Comme la Covid-19 perdure à Maurice, la cohabitation est une source de préoccupation tant pour la population que pour les autorités. En mars 2020, lorsque la pandémie a atteint Maurice, les autorités ont initié une campagne de sensibilisation pour conscientiser les Mauriciens. Notamment sur la maladie et sur les gestes barrières. Cela tout en veillant que les consignes sanitaires soient respectées afin d’enrayer au plus vite l’épidémie. 

Après avoir vaincu une première vague, le pays s’est retrouvé, depuis le 10 mars 2021, en face d’une deuxième vague.

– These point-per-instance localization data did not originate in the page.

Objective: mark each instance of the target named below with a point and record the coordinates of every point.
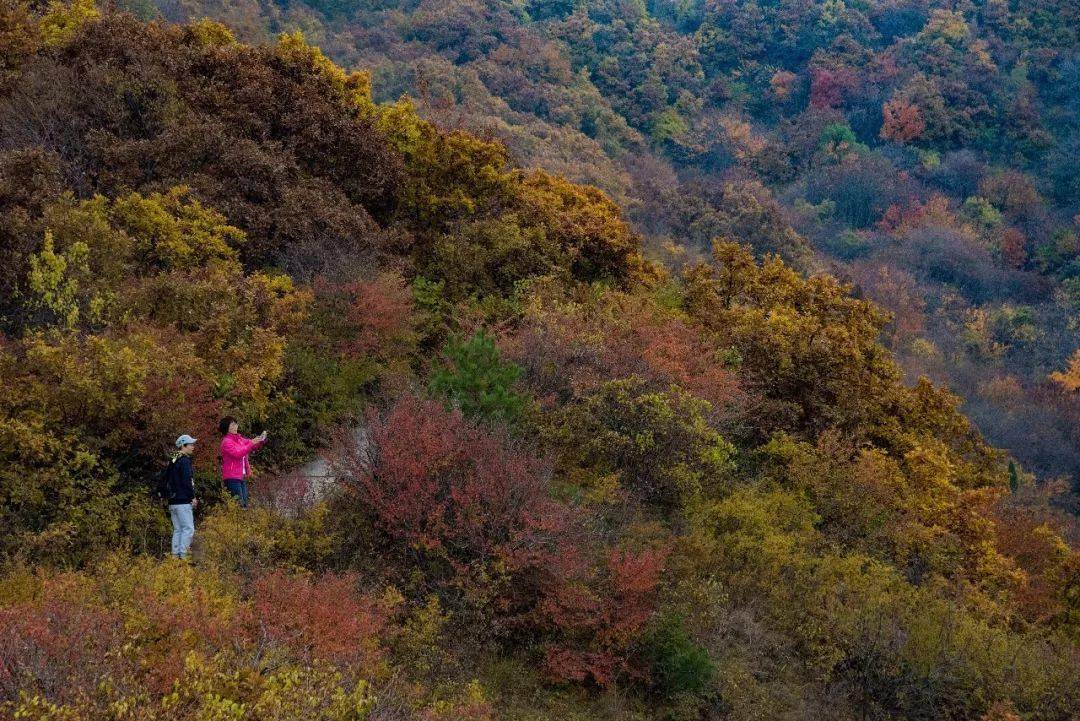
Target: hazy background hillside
(595, 460)
(923, 150)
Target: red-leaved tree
(470, 508)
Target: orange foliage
(902, 122)
(322, 617)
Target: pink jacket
(234, 450)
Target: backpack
(161, 486)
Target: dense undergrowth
(921, 149)
(589, 486)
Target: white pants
(184, 528)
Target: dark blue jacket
(181, 484)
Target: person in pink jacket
(234, 450)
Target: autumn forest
(670, 359)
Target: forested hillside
(923, 150)
(599, 477)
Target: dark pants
(239, 490)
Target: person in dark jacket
(181, 495)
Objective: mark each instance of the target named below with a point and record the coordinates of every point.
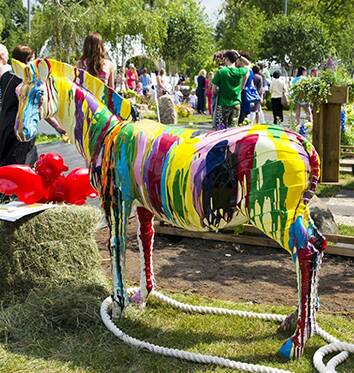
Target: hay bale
(49, 248)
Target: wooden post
(326, 133)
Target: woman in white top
(277, 89)
(93, 59)
(162, 86)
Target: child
(193, 100)
(178, 96)
(139, 89)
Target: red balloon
(23, 181)
(46, 182)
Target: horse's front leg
(118, 218)
(307, 259)
(145, 235)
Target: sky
(211, 8)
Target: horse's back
(210, 180)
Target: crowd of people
(231, 93)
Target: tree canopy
(295, 40)
(189, 41)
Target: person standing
(209, 92)
(277, 90)
(162, 86)
(258, 83)
(145, 81)
(301, 74)
(131, 76)
(93, 59)
(201, 93)
(228, 83)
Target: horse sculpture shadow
(264, 175)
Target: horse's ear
(19, 69)
(43, 67)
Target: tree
(295, 40)
(123, 21)
(65, 23)
(189, 42)
(62, 25)
(12, 23)
(241, 28)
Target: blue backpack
(251, 95)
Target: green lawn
(346, 230)
(60, 331)
(190, 119)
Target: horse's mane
(118, 105)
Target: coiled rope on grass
(334, 346)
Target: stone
(322, 216)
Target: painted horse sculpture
(198, 181)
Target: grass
(346, 230)
(187, 120)
(60, 331)
(330, 190)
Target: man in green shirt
(228, 83)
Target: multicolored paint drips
(264, 175)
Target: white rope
(335, 344)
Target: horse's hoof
(288, 326)
(117, 311)
(137, 299)
(290, 351)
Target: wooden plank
(339, 95)
(336, 238)
(331, 143)
(253, 237)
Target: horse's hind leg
(146, 240)
(307, 257)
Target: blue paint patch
(298, 235)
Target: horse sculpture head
(38, 98)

Confinement total, traçage des cas positifs, mise en quarantaine de toute personne potentiellement exposée au virus, identification des foyers de l’épidémie, classification des endroits contaminés en zones rouges, restrictions de sorties, règlements à respecter en vertu de la Quarantine Act, verbalisations et contrôle pour non-respect des gestes barrières et maintenant une nouvelle campagne nationale de sensibilisation pour lutter contre la pandémie.  

Maintenant  qu'il y a une résurgence de cas, le maintien  des gestes barrières est essentiel.

Voici autant de mesures prises par les autorités pour assurer la santé publique des Mauriciens. Ces derniers respectent-ils vraiment les consignes ? 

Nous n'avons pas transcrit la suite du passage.